1 Timoteo 6:3-12 Si alguno enseña otra cosa, y no se conforma a las sanas palabras de nuestro Señor Jesucristo, y a la doctrina que es conforme a la piedad, está envanecido, nada sabe, y delira acerca de cuestiones y contiendas de palabras, de las cuales nacen envidias, pleitos, blasfemias, malas sospechas, disputas necias de hombres corruptos de entendimiento y privados de la verdad, que toman la piedad como fuente de ganancia; apártate de los tales. Pero gran ganancia es la piedad acompañada de contentamiento; porque nada hemos traído a este mundo, y sin duda nada podremos sacar. Así que, teniendo sustento y abrigo, estemos contentos con esto.
Porque los que quieren enriquecerse caen en tentación y lazo, y en muchas codicias necias y dañosas, que hunden a los hombres en destrucción y perdición; porque raíz de todos los males es el amor al dinero, el cual codiciando algunos, se extraviaron de la fe, y fueron traspasados de muchos dolores. Mas tú, oh hombre de Dios, huye de estas cosas, y sigue la justicia, la piedad, la fe, el amor, la paciencia, la mansedumbre.

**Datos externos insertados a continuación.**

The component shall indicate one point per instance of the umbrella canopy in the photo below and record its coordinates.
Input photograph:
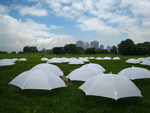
(84, 73)
(22, 59)
(84, 59)
(99, 58)
(116, 58)
(141, 59)
(147, 62)
(135, 73)
(38, 79)
(49, 67)
(95, 66)
(76, 62)
(6, 62)
(106, 58)
(110, 86)
(91, 58)
(133, 61)
(54, 60)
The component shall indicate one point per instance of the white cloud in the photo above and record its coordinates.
(29, 33)
(33, 10)
(4, 9)
(55, 27)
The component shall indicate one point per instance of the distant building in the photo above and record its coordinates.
(95, 44)
(87, 45)
(108, 48)
(80, 43)
(101, 47)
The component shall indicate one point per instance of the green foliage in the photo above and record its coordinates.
(128, 47)
(81, 50)
(69, 99)
(58, 50)
(3, 52)
(27, 49)
(113, 50)
(13, 52)
(90, 51)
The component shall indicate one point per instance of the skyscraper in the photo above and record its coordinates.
(108, 48)
(80, 43)
(101, 47)
(87, 45)
(95, 44)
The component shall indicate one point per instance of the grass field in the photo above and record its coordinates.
(69, 99)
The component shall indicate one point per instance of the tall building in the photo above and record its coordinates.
(95, 44)
(80, 43)
(108, 48)
(101, 47)
(87, 45)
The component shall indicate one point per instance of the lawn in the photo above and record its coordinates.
(69, 99)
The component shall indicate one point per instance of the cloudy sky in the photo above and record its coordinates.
(49, 23)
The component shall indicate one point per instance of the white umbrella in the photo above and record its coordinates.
(95, 66)
(106, 58)
(110, 86)
(99, 58)
(54, 60)
(84, 59)
(84, 73)
(147, 62)
(49, 67)
(133, 61)
(116, 58)
(22, 59)
(141, 59)
(91, 58)
(44, 59)
(38, 79)
(76, 62)
(135, 73)
(6, 62)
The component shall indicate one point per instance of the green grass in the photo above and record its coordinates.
(69, 99)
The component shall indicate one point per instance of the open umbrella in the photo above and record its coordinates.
(38, 79)
(49, 67)
(44, 59)
(135, 73)
(106, 58)
(76, 62)
(6, 62)
(95, 66)
(110, 86)
(116, 58)
(83, 73)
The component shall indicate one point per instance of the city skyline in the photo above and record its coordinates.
(53, 23)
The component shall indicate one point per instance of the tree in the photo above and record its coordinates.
(72, 48)
(124, 48)
(81, 50)
(90, 51)
(113, 50)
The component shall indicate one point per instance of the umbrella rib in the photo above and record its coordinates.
(47, 81)
(114, 86)
(93, 85)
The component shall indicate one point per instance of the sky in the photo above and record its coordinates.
(54, 23)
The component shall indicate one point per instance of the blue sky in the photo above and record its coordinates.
(49, 23)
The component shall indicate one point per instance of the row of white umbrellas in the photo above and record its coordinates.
(143, 61)
(43, 76)
(7, 62)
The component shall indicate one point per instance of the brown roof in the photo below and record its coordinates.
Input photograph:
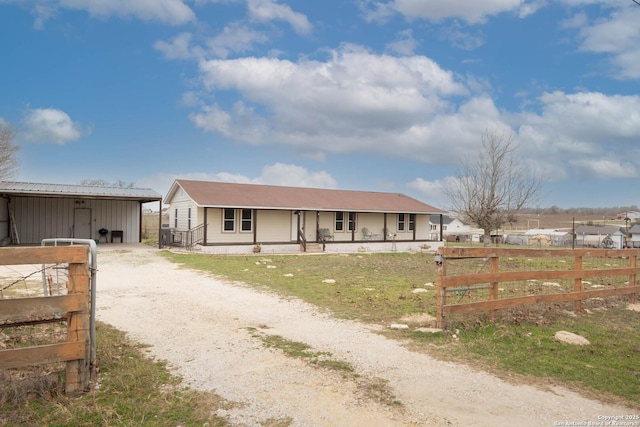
(230, 195)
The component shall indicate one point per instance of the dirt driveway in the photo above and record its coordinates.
(204, 328)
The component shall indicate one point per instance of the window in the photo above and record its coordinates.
(339, 226)
(246, 222)
(352, 221)
(229, 220)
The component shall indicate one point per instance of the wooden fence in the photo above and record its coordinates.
(490, 281)
(75, 307)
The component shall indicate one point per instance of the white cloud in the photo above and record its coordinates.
(405, 44)
(235, 38)
(275, 174)
(437, 10)
(295, 176)
(590, 133)
(178, 48)
(270, 10)
(172, 12)
(48, 125)
(354, 101)
(433, 191)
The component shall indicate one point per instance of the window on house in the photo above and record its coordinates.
(352, 221)
(246, 222)
(339, 225)
(401, 222)
(229, 220)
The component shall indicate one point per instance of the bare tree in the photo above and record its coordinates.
(8, 152)
(491, 190)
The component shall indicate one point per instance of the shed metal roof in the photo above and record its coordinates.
(253, 196)
(78, 191)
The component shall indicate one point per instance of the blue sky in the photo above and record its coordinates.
(388, 95)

Pelea la buena batalla de la fe, echa mano de la vida eterna, a la cual asimismo fuiste llamado, habiendo hecho la buena profesión delante de muchos testigos.
2 Timoteo 3:10-15 Pero tú has seguido mi doctrina, conducta, propósito, fe, longanimidad, amor, paciencia, persecuciones, padecimientos, como los que me sobrevinieron en Antioquía, en Iconio, en Listra; persecuciones que he sufrido, y de todas me ha librado el Señor. Y también todos los que quieren vivir piadosamente en Cristo Jesús padecerán persecución; más los malos hombres y los engañadores irán de mal en peor, engañando y siendo engañados. Pero persiste tú en lo que has aprendido y te persuadiste, sabiendo de quién has aprendido; y que desde la niñez has sabido las Sagradas Escrituras, las cuales te pueden hacer sabio para la salvación por la fe que es en Cristo Jesús.

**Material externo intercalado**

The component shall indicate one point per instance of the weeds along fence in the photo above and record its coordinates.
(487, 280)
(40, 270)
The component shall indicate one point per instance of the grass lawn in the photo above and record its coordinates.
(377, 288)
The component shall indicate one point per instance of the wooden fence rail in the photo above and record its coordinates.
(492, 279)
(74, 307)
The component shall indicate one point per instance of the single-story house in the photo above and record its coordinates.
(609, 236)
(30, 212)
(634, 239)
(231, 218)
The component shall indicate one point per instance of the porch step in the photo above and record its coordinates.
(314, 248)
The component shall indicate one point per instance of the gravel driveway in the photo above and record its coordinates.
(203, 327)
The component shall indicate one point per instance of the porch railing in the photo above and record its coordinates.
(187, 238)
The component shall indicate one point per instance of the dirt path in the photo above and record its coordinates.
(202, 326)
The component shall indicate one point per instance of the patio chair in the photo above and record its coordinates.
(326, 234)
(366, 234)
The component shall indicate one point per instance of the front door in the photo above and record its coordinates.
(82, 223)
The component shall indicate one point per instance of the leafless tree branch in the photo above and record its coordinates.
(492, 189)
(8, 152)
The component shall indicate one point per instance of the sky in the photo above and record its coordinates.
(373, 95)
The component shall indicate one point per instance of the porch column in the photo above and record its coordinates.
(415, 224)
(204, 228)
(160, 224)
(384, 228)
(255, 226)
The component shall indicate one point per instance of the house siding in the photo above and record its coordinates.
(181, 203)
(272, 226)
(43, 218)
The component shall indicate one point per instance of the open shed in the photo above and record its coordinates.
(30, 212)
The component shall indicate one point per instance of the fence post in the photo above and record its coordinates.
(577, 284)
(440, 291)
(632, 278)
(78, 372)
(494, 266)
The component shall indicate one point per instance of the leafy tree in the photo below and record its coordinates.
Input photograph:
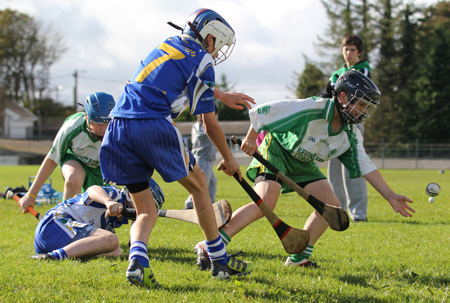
(226, 113)
(26, 55)
(311, 81)
(433, 77)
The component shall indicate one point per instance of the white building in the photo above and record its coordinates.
(18, 121)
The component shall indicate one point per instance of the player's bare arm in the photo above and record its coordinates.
(45, 170)
(216, 135)
(398, 202)
(248, 145)
(234, 100)
(98, 194)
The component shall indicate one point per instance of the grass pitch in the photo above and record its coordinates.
(388, 259)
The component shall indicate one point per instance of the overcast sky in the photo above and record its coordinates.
(107, 39)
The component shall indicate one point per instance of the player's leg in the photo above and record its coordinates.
(315, 225)
(126, 148)
(73, 174)
(222, 266)
(138, 271)
(357, 192)
(336, 173)
(357, 197)
(268, 190)
(207, 167)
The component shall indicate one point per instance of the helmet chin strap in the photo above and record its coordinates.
(199, 37)
(94, 135)
(344, 117)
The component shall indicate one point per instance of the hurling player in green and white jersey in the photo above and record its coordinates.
(76, 150)
(351, 192)
(300, 132)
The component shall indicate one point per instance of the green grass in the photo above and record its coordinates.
(388, 259)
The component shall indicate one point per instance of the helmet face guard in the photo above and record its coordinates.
(363, 97)
(359, 108)
(97, 108)
(204, 22)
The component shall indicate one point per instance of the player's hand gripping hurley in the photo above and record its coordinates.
(294, 240)
(336, 217)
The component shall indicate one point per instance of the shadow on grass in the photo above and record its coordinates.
(409, 277)
(410, 222)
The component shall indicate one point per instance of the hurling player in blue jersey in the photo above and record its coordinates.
(142, 137)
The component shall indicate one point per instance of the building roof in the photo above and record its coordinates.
(20, 110)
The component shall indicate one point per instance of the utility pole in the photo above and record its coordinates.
(75, 90)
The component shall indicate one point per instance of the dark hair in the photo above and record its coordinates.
(353, 40)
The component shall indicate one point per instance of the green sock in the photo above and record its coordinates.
(225, 238)
(303, 255)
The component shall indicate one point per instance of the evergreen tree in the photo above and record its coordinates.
(226, 113)
(311, 81)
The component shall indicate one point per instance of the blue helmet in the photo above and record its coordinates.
(204, 22)
(98, 107)
(360, 90)
(157, 193)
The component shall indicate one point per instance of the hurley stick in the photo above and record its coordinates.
(222, 211)
(294, 240)
(336, 217)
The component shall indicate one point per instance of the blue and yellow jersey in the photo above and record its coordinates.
(175, 75)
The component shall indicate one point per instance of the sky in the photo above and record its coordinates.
(107, 39)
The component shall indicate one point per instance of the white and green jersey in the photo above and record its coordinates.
(74, 141)
(302, 127)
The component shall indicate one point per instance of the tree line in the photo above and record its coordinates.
(407, 46)
(408, 49)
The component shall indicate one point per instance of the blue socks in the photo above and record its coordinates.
(138, 250)
(217, 251)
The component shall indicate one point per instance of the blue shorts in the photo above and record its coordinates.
(133, 148)
(57, 230)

2 Timoteo 4:1-5 Te encarezco delante de Dios y del Señor Jesucristo, que juzgará a los vivos y a los muertos en su manifestación y en su reino, que prediques la palabra; que instes a tiempo y fuera de tiempo; redarguye, reprende, exhorta con toda paciencia y doctrina. Porque vendrá tiempo cuando no sufrirán la sana doctrina, sino que teniendo comezón de oír, se amontonarán maestros conforme a sus propias concupiscencias, y apartarán de la verdad el oído y se volverán a las fábulas. Pero tú sé sobrio en todo, soporta las aflicciones, haz obra de evangelista, cumple tu ministerio.
Tito 2:1 Pero tú habla lo que está de acuerdo con la sana doctrina.
Hebreos 13:9 No os dejéis llevar de doctrinas diversas y extrañas; porque buena cosa es afirmar el corazón con la gracia, no con viandas, que nunca aprovecharon a los que se han ocupado de ellas.
2 Juan 1:9-11 Cualquiera que se extravía, y no persevera en la doctrina de Cristo, no tiene a Dios; el que persevera en la doctrina de Cristo, ése sí tiene al Padre y al Hijo. Si alguno viene a vosotros, y no trae esta doctrina, no lo recibáis en casa, ni le digáis: ¡Bienvenido! Porque el que le dice: ¡Bienvenido!, participa en sus malas obras.